[bitcoin-dev] UHS: Full-node security without maintaining a full UTXO set

2018-05-16 Thread Cory Fields via bitcoin-dev
Tl;dr: Rather than storing all unspent outputs, store their hashes. Untrusted
peers can supply the full outputs when needed, with very little overhead.
Any attempt to spoof those outputs would be apparent, as their hashes would not
be present in the hash set. There are many advantages to this, most apparently
in disk and memory savings, as well as a validation speedup. The primary
disadvantage is a small increase in network traffic. I believe that the
advantages outweigh the disadvantages.

--

Bitcoin’s unspent transaction output set (usually referred to as “The UTXO
set”) has two primary roles: providing proof that previous outputs exist to be
spent, and providing the actual previous output data for verification when new
transactions attempts to spend them. These roles are not usually discussed
independently, but as Bram Cohen's TXO Bitfield [0] idea hints, there are
compelling reasons to consider them this way.

To see why, consider running a node with the following changes:

- For each new output, gather all extra data that will be needed for
  verification when spending it later as an input: the amount, scriptPubKey,
  creation height, coinbaseness, and output type (p2pkh, p2sh, p2wpkh, etc.).
  Call this the Dereferenced Prevout data.
- Create a hash from the concatenation of the new outpoint and the dereferenced
  prevout data. Call this a Unspent Transaction Output Hash.
- Rather than storing the full dereferenced prevout entries in a UTXO set as is
  currently done, instead store their hashes to an Unspent Transaction Output
  Hash Set, or UHS.
- When relaying a transaction, append the dereferenced prevout for each input.

Now when a transaction is received, it contains everything needed for
verification, including the input amount, height, and coinbaseness, which would
have otherwise required a lookup the UTXO set.

To verify an input's unspentness, again create a hash from the concatenation of
the referenced outpoint and the provided dereferenced prevout, and check for
its presence in the UHS. The hash will only be present if a hash of the exact
same data was previously added to (and not since removed from) the UHS. As
such, we are protected from a peer attempting to lie about the dereferenced
prevout data.

### Some benefits of the UHS model

- Requires no consensus changes, purely a p2p/implementation change.

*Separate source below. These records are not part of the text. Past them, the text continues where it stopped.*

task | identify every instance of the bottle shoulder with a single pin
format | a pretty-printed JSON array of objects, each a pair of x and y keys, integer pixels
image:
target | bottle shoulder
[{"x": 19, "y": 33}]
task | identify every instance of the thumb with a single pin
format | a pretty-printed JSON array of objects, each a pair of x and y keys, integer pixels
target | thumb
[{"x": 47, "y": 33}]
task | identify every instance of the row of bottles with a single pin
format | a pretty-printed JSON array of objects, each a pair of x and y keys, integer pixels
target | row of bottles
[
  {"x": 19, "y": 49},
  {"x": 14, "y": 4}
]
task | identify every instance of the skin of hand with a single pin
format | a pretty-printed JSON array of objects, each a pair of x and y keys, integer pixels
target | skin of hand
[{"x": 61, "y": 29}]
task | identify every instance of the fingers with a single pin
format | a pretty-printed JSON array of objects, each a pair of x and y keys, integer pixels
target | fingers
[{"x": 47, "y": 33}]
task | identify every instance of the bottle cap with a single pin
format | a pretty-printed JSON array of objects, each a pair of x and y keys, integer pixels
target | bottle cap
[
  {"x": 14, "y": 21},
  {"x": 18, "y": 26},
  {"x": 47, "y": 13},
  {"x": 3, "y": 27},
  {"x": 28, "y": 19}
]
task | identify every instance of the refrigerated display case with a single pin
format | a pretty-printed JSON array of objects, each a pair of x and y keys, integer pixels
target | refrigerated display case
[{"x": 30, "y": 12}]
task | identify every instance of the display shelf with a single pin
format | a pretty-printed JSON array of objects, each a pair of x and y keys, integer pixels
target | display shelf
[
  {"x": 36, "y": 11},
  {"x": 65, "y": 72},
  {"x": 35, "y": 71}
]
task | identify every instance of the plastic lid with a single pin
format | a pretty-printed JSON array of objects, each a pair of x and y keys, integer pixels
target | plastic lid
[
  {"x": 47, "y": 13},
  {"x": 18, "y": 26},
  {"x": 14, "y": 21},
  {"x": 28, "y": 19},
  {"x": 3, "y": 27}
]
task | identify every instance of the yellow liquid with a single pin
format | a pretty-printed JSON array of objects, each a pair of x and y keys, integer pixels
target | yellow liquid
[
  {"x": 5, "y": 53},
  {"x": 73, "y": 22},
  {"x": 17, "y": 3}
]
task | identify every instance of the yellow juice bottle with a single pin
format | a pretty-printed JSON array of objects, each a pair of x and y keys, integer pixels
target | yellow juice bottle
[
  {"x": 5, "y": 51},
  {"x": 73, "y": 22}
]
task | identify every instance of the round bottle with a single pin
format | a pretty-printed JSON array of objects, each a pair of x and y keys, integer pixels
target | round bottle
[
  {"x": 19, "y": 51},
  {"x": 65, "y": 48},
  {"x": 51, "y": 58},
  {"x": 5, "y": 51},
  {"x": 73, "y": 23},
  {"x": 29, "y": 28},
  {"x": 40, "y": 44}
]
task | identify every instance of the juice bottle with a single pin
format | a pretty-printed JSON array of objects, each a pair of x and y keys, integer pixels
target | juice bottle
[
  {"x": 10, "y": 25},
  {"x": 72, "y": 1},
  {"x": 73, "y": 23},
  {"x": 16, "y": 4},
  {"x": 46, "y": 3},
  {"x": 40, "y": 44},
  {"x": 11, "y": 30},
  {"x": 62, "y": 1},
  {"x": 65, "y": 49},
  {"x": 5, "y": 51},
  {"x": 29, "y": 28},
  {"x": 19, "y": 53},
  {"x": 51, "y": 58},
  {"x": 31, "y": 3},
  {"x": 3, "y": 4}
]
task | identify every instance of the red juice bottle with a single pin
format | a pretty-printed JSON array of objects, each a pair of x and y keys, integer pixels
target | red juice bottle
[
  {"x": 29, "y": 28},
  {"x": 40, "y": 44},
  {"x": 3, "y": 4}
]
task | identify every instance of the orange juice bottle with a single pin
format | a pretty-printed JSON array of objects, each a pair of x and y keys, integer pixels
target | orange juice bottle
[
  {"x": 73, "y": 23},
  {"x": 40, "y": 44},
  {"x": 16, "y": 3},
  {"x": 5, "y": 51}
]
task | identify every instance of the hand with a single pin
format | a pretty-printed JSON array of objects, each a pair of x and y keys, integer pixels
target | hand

- UHS is substantially smaller than a full UTXO set (just over half for the
  main chain, see below). In-memory caching can be much more effective as a
  result.

- A block’s transactions can be fully verified before doing a potentially
  expensive database lookup for the previous output data. The UHS can be
  queried afterwards (or in parallel) to verify previous output inclusion.

- Entire blocks could potentially be verified out-of-order because all input
  data is provided; only the inclusion checks have to be in-order. Admittedly
  this is likely too complicated to be realistic.

- pay-to-pubkey outputs are less burdensome on full nodes, since they use no
  more space on-disk than pay-to-pubkey-hash or pay-to-script-hash. Taproot and
  Graftroot outputs may share the same benefits.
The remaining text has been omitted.